Business Day

Capital & Regional expects to maintain 5% dividend growth

- Alistair Anderson Property Writer andersoan@businessli­ve.co.za

Retail property group Capital & Regional expects to maintain full dividend growth of 5% for the full year, helped by continued growth of its UK retail assets.

CEO Lawrence Hutchings said the company, which released its results for the six months to June on Tuesday, wants to maintain dividend growth as this appeals to local investors who invest in the stock as a currency hedge.

The company, which owns community centres instead of large malls, achieved strong results in the under-pressure UK retail market.

“This is a robust set of results that demonstrat­es our strategy is delivering for our communitie­s, our retailer customers and for our shareholde­rs,” Hutchings noted. “We increased our adjusted profit and footfall, something which few other UK mall owners have been able to achieve, especially superregio­nal mall owners,” he said.

Capital & Regional declared a 5.2% increase in its first-half dividend to 1.82p per share.

Pretax profits fell to £6.7m during the reporting period, compared with the £12.1m earned for the six months to June 2017, and the basic net asset value per share fell to 66p from 67p.

The group expects a knock to its rental income after 12 struggling national retailers or leisure operators across the UK applied for company voluntary arrangemen­t, an insolvency procedure that allows heavily indebted companies to reach a voluntary repayment agreement with their creditors.

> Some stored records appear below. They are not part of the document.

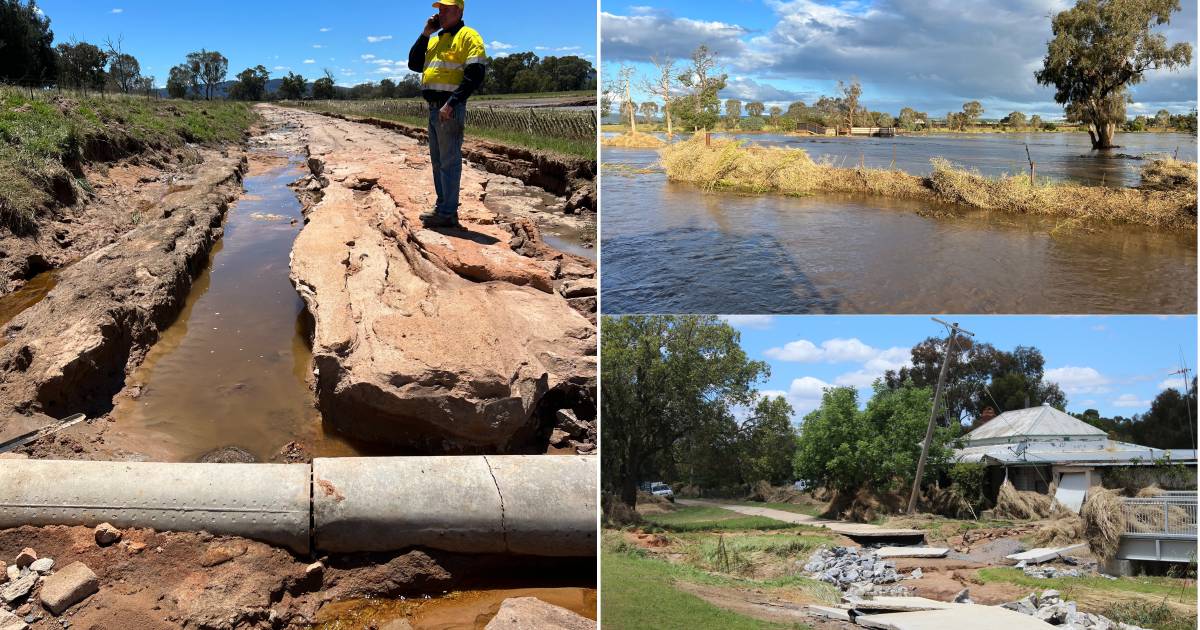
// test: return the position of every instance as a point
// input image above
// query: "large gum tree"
(1099, 48)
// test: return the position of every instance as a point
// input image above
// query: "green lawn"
(639, 593)
(706, 519)
(41, 137)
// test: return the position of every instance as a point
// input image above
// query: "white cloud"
(1129, 400)
(755, 322)
(841, 351)
(802, 351)
(1175, 383)
(805, 393)
(1079, 379)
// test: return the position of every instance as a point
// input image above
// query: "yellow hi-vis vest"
(447, 58)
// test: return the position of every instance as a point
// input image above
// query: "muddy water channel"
(670, 247)
(231, 371)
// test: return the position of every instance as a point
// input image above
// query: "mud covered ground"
(154, 581)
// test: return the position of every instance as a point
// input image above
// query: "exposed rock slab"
(70, 353)
(436, 341)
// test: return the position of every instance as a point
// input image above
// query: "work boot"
(437, 220)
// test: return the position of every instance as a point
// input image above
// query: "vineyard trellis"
(556, 123)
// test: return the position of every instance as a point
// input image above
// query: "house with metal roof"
(1042, 447)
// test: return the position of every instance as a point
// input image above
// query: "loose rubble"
(856, 568)
(1051, 609)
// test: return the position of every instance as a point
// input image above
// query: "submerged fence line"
(577, 125)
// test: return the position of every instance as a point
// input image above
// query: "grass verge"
(1165, 201)
(706, 519)
(43, 141)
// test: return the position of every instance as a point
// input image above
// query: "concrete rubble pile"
(855, 568)
(31, 587)
(1051, 609)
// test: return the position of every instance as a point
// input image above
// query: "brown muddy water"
(457, 610)
(231, 371)
(28, 295)
(670, 247)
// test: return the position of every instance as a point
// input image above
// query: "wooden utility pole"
(933, 414)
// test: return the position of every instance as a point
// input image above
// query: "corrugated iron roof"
(1035, 421)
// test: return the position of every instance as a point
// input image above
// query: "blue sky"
(307, 36)
(1113, 364)
(929, 54)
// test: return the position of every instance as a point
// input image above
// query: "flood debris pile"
(31, 587)
(633, 141)
(1050, 607)
(857, 569)
(1164, 201)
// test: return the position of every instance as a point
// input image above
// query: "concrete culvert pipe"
(527, 504)
(261, 502)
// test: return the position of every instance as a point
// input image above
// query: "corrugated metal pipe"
(522, 504)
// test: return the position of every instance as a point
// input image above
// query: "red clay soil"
(155, 581)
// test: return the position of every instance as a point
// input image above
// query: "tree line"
(682, 405)
(31, 59)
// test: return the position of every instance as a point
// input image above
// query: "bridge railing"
(1171, 515)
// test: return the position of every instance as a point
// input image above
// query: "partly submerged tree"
(700, 107)
(1102, 47)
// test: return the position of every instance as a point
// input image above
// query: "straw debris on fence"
(1165, 199)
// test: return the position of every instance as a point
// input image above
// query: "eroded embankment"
(475, 340)
(151, 580)
(1167, 198)
(567, 177)
(70, 352)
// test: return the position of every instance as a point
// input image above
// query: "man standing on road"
(451, 67)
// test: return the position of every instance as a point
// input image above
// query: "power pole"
(1187, 394)
(933, 414)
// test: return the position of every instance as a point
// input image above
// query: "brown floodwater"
(457, 610)
(28, 295)
(232, 370)
(671, 247)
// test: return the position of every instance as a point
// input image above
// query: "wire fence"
(1163, 516)
(540, 121)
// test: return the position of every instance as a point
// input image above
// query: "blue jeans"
(445, 154)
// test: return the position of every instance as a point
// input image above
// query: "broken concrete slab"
(961, 616)
(899, 604)
(70, 586)
(912, 552)
(828, 612)
(1042, 555)
(11, 622)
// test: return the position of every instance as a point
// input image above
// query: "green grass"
(1167, 587)
(42, 138)
(639, 593)
(706, 519)
(1156, 615)
(810, 510)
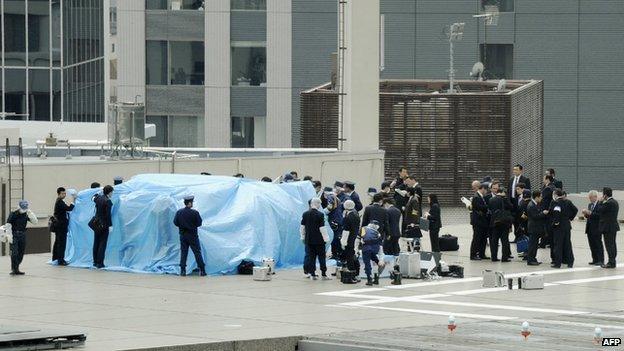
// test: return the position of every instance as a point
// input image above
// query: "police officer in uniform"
(351, 230)
(61, 215)
(18, 220)
(188, 220)
(561, 212)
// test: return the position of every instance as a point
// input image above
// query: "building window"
(155, 4)
(498, 60)
(187, 62)
(177, 131)
(248, 5)
(174, 63)
(242, 132)
(156, 65)
(174, 5)
(497, 5)
(248, 64)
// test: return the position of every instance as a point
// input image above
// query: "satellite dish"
(477, 71)
(502, 85)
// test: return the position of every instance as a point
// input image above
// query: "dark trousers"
(533, 245)
(367, 257)
(191, 240)
(17, 250)
(610, 245)
(316, 252)
(391, 246)
(348, 256)
(306, 260)
(500, 234)
(479, 241)
(99, 246)
(60, 242)
(595, 246)
(562, 247)
(336, 246)
(434, 236)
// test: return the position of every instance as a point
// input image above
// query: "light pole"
(455, 33)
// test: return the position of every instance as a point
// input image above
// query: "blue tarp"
(242, 219)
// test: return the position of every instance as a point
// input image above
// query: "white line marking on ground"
(442, 313)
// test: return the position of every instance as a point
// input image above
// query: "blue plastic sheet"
(242, 219)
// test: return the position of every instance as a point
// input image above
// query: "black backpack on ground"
(245, 267)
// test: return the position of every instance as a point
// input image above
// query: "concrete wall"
(43, 177)
(32, 131)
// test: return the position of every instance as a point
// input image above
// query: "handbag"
(502, 217)
(53, 224)
(95, 224)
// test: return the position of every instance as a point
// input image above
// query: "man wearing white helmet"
(18, 220)
(372, 242)
(314, 236)
(351, 228)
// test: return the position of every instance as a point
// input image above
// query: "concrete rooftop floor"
(122, 311)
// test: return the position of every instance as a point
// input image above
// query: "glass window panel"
(248, 4)
(187, 62)
(56, 33)
(161, 138)
(248, 65)
(156, 65)
(155, 4)
(15, 33)
(39, 94)
(497, 5)
(15, 92)
(183, 131)
(39, 32)
(187, 4)
(242, 132)
(56, 95)
(498, 60)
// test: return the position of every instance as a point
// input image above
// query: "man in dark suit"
(535, 226)
(376, 211)
(500, 207)
(480, 224)
(592, 229)
(547, 194)
(608, 224)
(394, 227)
(512, 193)
(562, 211)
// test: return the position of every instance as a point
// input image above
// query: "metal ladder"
(15, 164)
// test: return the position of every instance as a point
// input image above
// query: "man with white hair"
(592, 229)
(314, 235)
(18, 220)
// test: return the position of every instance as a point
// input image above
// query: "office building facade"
(258, 55)
(52, 60)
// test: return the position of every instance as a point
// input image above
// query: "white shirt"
(513, 187)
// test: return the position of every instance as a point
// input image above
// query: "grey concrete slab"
(129, 311)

Some of those retailers are Capital’s tenants.

The short-term impact of company voluntary arrangemen­ts mean the full-year dividend growth in 2018 will be close to 5%, Hutchings said.

“This gives us the opportunit­y to remerchand­ise to offer essential goods at low prices.”

According to Hutchings, UK shoppers “are more and more interested in value retail right now and this is giving us momentum. They are not doing large monthly shops to freestandi­ng supermarke­ts as much as they used to.

“Instead they go to convenienc­e centres two or three times a week. This is helping our assets.”

He said large shopping centre landlords had found it harder to remerchand­ise their items.